How Can I Get a Job in the Cake Baking Business?
Whether you create a three-tiered, car-shaped or simple chocolate cake, working in the cake baking business can be a creative way to spend your day. Read on to learn more about requirements for becoming a cake baker.
Get Cake Baking Training
The starting point for working in the cake baking business is enrolling in a baking and pastry arts program. Cake bakers are generally required to have formal training from a culinary school or pastry arts program and some experience working in the field.
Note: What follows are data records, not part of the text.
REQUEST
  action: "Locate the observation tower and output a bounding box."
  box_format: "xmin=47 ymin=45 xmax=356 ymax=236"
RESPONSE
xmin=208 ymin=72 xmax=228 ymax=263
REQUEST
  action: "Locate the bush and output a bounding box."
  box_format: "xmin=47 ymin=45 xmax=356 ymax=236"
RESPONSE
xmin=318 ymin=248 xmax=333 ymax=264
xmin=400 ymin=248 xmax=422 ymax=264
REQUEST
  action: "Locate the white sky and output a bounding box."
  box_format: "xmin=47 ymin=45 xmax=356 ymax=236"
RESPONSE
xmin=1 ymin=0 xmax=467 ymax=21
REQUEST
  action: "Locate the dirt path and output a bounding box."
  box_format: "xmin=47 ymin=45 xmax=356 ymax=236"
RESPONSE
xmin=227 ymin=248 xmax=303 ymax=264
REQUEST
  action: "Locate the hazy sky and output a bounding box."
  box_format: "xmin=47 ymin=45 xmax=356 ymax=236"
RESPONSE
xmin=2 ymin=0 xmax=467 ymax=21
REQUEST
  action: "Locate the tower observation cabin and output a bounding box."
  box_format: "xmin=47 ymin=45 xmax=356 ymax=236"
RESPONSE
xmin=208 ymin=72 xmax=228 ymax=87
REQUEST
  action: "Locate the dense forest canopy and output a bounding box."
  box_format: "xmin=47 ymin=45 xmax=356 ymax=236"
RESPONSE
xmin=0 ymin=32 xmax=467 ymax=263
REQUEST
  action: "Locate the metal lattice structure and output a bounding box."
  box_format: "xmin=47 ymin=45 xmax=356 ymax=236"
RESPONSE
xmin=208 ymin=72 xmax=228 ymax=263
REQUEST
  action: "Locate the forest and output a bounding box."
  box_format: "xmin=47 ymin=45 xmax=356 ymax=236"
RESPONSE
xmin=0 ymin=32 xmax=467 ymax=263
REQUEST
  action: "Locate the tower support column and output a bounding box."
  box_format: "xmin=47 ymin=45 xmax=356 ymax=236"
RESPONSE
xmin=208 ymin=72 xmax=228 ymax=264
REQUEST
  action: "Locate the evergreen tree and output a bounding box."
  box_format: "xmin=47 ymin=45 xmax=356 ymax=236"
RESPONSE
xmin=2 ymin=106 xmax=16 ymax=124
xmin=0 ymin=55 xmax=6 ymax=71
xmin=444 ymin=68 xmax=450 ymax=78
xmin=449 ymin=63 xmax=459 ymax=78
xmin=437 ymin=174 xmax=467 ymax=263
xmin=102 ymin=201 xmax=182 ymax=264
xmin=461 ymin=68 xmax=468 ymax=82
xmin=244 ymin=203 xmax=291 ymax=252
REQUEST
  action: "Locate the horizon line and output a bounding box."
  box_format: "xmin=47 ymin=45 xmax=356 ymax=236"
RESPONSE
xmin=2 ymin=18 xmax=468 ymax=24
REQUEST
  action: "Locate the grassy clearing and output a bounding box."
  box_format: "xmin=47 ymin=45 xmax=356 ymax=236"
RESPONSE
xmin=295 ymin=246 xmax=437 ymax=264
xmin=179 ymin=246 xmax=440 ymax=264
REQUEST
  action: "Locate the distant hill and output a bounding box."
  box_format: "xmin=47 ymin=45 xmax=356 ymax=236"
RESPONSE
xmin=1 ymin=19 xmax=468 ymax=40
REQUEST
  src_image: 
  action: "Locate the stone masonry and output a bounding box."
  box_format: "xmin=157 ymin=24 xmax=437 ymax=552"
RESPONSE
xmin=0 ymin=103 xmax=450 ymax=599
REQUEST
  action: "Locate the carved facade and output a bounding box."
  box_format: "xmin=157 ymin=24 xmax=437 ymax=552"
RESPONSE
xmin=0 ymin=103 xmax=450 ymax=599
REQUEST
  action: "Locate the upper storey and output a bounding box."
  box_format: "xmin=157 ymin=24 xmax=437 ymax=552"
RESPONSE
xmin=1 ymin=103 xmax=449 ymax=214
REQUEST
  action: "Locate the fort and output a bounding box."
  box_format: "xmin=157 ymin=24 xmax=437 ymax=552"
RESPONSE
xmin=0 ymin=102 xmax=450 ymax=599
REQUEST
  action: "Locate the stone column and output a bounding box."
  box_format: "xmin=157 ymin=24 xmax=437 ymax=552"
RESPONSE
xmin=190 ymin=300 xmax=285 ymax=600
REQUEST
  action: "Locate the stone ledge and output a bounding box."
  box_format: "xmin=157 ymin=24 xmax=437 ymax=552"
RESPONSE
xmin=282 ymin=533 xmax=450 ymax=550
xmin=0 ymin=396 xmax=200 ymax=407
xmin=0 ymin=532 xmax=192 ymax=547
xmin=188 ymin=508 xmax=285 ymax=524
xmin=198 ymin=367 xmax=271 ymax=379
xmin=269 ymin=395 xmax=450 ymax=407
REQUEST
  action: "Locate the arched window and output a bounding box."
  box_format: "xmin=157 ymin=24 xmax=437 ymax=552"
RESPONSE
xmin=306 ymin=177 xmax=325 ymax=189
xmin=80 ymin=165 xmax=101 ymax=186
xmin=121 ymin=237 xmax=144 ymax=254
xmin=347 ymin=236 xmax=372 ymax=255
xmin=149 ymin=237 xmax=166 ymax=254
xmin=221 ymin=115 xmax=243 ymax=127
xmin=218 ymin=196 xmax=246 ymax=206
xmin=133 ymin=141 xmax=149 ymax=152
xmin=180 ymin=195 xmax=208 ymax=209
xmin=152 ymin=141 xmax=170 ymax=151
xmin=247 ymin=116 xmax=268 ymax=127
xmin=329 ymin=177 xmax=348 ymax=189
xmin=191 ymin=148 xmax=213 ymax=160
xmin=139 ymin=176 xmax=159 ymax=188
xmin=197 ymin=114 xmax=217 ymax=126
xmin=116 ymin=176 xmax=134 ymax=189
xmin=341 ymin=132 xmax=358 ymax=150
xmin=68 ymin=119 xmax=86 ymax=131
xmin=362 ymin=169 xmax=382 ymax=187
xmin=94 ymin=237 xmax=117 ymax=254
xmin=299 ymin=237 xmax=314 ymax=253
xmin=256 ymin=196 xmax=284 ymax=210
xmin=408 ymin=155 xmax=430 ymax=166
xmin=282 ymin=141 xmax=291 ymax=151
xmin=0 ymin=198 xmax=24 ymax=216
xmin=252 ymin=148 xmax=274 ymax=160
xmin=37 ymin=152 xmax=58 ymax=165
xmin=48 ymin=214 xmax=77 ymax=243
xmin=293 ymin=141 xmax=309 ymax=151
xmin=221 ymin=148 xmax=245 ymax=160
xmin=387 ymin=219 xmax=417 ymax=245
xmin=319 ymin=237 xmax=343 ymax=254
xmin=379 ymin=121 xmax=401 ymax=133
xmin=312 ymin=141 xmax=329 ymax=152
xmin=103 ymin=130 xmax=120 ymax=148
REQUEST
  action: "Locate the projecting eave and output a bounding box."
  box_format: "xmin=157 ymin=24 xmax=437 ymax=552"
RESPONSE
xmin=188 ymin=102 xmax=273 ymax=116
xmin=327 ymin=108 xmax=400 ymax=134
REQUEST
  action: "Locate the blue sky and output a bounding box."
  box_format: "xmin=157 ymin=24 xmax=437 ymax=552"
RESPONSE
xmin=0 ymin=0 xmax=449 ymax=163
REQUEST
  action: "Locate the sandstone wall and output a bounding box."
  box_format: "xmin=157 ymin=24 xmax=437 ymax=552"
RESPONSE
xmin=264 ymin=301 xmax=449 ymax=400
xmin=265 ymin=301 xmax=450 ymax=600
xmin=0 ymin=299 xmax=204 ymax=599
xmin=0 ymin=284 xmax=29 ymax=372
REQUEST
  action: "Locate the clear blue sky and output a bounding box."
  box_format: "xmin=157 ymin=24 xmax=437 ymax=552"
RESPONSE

As an aspiring cake baker, you can choose from associate's or bachelor's degree programs.
Important Facts About Bakers
|Median Salary (2018)||$26,520|
|Job Outlook (2016-2026)||8%|
|Entry-level Education||Less than high school|
|Work Environment||Bakeries, grocery stores, restaurants|
Source: U.S. Bureau of Labor Statistics
Associate's degree programs can be completed in two years and cover all aspects of baking and pastries, including cakes and cake decorating. You can expect to encounter classes that focus on basic and classic cakes and special occasion and contemporary cakes. Additionally, many programs include coursework that covers design and pastry techniques, such as preparing various types of icings or using decorating mediums like fondant or gum paste.
Bachelor's degree programs usually cover the same topics as associate's degree programs but also provide advanced business and management coursework. A bachelor's degree program in baking and pastry arts might be suitable if you're interested in opening your own cake baking shop.
Many employers seek cake bakers with previous experience, which you can acquire through an internship or externship with a bakery, caterer or other cake baking establishment. Oftentimes, schools will require that you complete an internship or externship as part of your pastry arts degree program.
Depending on the state where you work and/or your employer, you might need a food service sanitation certificate, which can be acquired through your state's public health department. In general, you'll need to complete a 15-hour class covering food-borne illnesses, food protection and safety, facility sanitation and personal hygiene. Renewal requirements vary by state, with some states requiring completion of a 5-hour certificate renewal class.